The typical gain for new workers is also bigger than that of existing ones. Pay was up 4.9% in March for workers who held the same job for at least a year and 4.4% for workers who had recently switched jobs.
“This is the time to jump into the workforce,” says Ahu Yildirmaz, vice president of the ADP Research Institute.
ADP’s data is based on the 20% of the labor force the firm can track because it provides payroll services to the workers’ employers.
One reason graduates may be benefiting from larger overall salary increases is the historically low 3.9% unemployment rate that’s making it tougher to find job candidates.
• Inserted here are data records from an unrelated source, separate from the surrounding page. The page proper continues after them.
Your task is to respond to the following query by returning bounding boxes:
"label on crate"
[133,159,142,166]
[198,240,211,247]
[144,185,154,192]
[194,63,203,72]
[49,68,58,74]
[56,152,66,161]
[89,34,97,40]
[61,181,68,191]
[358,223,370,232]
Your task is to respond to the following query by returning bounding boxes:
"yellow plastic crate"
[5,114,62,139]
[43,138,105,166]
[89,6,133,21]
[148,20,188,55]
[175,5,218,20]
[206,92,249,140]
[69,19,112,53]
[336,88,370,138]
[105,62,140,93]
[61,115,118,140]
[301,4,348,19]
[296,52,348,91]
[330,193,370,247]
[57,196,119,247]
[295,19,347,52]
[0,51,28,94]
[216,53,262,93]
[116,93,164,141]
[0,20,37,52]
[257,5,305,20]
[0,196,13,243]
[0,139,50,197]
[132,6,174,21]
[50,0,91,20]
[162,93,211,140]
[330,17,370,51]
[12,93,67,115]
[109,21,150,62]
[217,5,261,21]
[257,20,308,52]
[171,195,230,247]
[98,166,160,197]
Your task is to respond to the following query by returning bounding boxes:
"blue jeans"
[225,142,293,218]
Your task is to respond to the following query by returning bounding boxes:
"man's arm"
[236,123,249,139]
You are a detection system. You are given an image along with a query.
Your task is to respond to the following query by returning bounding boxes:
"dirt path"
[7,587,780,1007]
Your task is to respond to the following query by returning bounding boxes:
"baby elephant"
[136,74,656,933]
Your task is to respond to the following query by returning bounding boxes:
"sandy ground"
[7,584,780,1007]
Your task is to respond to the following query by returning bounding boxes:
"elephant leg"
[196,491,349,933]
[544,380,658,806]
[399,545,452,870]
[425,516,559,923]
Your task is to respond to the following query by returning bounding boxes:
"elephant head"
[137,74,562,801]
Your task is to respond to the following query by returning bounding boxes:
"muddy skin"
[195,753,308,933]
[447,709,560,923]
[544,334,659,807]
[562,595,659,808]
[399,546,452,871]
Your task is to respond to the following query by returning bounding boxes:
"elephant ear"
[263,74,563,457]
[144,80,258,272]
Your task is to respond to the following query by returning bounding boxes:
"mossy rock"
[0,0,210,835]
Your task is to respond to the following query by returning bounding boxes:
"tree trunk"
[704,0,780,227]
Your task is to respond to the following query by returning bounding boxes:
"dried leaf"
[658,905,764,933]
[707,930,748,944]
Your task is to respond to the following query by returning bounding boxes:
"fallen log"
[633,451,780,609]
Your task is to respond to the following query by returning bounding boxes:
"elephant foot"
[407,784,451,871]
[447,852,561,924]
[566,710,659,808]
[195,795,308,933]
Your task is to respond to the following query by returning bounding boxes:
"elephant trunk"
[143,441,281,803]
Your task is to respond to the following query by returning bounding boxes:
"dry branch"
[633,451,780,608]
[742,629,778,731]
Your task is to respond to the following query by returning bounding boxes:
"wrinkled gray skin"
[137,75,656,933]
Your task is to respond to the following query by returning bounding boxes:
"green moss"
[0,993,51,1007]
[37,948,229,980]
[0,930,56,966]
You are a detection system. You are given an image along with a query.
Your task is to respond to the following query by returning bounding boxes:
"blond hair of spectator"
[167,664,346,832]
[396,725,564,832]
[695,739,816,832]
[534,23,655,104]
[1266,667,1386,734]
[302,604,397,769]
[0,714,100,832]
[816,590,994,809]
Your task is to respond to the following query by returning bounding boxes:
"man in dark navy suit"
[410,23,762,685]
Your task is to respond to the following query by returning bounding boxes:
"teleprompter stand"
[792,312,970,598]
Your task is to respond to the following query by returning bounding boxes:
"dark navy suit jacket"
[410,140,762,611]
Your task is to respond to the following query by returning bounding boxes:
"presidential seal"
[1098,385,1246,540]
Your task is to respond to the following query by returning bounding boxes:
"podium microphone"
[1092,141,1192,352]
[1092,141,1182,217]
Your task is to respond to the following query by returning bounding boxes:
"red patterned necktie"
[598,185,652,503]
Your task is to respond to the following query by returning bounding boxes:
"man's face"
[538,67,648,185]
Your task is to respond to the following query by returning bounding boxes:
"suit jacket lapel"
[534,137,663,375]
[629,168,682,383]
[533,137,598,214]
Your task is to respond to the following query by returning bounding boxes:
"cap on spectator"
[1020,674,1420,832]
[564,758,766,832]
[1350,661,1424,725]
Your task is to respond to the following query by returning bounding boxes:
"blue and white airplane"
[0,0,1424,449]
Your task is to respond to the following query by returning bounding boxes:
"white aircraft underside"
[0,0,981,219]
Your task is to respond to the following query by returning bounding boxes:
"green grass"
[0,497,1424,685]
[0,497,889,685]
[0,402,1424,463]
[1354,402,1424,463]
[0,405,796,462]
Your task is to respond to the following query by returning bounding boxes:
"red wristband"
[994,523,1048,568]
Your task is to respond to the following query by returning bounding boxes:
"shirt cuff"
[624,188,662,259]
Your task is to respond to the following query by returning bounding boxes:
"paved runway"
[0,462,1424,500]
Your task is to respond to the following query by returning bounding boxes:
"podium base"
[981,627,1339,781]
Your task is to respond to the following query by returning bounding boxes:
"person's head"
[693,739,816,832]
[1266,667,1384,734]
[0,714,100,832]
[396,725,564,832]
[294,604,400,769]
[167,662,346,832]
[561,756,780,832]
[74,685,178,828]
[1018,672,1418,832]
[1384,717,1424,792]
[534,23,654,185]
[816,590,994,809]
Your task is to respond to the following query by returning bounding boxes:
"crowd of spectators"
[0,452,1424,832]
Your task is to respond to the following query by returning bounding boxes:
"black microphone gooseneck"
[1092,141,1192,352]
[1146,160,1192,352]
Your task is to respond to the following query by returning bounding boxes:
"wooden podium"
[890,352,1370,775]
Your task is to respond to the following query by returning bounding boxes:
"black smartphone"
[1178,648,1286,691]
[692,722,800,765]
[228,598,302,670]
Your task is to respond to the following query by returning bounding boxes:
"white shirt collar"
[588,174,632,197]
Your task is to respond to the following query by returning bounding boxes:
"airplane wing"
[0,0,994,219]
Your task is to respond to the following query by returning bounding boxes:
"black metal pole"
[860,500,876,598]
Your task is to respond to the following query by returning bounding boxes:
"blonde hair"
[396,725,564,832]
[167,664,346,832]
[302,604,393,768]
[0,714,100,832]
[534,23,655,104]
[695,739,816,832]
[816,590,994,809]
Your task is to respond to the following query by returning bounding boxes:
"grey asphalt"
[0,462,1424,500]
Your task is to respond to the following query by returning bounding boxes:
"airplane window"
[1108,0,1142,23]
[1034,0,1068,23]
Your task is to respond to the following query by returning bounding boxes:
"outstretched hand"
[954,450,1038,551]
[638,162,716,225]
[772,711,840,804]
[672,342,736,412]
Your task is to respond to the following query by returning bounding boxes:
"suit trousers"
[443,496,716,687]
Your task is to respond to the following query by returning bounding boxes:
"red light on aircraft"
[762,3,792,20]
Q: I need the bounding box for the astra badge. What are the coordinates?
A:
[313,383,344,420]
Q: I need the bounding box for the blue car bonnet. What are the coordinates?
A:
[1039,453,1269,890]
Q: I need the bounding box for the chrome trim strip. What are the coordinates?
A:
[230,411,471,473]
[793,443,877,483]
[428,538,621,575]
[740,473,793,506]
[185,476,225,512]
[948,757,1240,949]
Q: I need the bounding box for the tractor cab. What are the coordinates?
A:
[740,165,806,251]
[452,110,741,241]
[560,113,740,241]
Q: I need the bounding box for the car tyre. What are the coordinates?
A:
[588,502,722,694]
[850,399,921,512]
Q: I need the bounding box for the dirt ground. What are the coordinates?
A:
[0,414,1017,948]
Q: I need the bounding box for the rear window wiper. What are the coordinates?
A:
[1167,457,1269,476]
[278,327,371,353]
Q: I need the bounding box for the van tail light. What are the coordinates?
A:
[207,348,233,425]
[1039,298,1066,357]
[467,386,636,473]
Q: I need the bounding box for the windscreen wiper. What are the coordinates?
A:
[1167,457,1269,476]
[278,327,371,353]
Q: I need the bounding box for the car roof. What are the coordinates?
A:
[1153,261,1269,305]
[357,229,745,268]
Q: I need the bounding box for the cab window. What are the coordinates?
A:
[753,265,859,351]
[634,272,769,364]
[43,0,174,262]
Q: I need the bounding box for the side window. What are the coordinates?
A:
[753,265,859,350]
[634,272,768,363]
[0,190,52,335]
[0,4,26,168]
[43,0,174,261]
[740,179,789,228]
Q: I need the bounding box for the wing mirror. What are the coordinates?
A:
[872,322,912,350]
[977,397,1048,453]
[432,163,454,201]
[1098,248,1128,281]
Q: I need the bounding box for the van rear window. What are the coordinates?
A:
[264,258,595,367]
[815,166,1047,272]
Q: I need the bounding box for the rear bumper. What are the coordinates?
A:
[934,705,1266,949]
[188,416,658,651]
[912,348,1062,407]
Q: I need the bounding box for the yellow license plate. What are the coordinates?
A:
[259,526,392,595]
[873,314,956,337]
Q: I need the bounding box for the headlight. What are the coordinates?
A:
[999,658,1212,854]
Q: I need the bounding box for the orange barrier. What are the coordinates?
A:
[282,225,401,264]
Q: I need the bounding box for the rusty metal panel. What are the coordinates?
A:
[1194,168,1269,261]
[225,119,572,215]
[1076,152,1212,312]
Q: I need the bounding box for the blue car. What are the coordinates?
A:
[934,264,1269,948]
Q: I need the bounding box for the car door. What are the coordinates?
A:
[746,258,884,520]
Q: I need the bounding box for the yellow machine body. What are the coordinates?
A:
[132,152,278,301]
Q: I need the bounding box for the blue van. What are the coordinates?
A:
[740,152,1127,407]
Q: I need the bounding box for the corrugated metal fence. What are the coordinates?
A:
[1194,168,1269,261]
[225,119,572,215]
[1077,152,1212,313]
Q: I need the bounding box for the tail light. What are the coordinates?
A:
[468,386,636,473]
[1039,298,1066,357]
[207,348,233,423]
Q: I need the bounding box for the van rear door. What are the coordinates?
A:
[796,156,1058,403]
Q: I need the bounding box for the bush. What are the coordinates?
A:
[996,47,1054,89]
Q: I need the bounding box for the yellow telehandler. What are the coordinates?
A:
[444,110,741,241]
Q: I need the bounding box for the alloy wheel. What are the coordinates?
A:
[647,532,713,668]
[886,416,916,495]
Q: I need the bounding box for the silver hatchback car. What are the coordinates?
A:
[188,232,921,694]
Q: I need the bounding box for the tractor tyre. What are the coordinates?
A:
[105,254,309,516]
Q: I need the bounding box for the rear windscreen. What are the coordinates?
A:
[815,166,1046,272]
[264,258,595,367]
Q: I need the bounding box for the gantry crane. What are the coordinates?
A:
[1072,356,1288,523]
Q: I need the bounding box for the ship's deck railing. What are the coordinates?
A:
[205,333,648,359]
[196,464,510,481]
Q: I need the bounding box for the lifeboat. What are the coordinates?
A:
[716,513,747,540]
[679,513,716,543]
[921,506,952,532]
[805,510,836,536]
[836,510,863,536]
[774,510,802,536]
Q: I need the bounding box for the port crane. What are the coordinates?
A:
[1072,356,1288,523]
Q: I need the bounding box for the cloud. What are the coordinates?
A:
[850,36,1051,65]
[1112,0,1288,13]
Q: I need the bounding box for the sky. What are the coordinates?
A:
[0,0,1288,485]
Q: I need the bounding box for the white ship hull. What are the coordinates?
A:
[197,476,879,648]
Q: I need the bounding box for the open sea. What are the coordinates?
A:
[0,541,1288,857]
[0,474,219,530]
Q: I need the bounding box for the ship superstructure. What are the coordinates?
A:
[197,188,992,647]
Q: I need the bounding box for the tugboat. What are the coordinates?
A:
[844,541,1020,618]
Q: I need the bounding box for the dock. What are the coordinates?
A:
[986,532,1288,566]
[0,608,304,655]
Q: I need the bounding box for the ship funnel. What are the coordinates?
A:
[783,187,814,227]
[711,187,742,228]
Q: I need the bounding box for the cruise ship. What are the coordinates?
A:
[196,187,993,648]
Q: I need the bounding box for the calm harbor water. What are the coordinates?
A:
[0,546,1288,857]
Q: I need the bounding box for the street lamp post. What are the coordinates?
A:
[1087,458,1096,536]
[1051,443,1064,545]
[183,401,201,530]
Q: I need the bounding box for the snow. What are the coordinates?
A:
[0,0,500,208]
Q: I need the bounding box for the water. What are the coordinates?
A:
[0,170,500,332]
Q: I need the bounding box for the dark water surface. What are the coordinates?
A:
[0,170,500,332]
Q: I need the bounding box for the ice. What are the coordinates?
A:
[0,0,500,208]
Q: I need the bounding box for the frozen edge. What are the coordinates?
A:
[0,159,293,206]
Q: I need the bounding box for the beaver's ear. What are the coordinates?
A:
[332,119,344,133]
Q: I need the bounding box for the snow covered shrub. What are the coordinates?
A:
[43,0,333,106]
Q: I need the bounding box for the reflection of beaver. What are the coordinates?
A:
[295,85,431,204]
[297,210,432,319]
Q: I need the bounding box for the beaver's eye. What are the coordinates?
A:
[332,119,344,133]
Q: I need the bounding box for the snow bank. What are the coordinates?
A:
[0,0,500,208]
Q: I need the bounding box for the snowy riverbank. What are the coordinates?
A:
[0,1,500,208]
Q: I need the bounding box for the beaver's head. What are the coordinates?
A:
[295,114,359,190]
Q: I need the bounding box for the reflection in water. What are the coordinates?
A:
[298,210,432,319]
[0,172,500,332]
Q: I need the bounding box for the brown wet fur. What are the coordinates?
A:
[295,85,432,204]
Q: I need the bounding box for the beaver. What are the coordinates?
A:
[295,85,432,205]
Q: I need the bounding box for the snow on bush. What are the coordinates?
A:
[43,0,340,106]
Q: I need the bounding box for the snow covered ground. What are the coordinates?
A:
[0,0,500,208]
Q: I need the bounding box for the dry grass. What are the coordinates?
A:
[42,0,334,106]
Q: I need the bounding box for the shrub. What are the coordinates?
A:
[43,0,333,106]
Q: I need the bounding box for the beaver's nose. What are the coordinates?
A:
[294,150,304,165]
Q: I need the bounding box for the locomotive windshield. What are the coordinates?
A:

Rather than pay a premium for experienced workers, some employers would prefer to bring on fresh-faced grads and train them, Yildirmaz says. That’s increasing the competition and pushing their earnings higher.
New entrants are still a bargain, earning an average $11.96 an hour, compared with $29.86 for people holding jobs and $27.91 for job switchers, ADP figures show.
Another reason entrants are seeing larger pay hikes is that many may have recently picked up cutting-edge skills and knowledge in the classroom, particularly in fields such as digital technology, Yildirmaz says.
The West — which houses technology hubs such as Silicon Valley, Seattle and Denver — led the nation as newly-minted workers there saw pay increases of 7.4%, compared with 5.1% in the Northeast, 4.9% in the Midwest and 3.8% in the South.
The average hourly wage growth reported by the Labor Department, which includes workers who switch jobs frequently, was 2.6% in April, down from 2.8%. But it’s expected to accelerate as the labor market tightens further.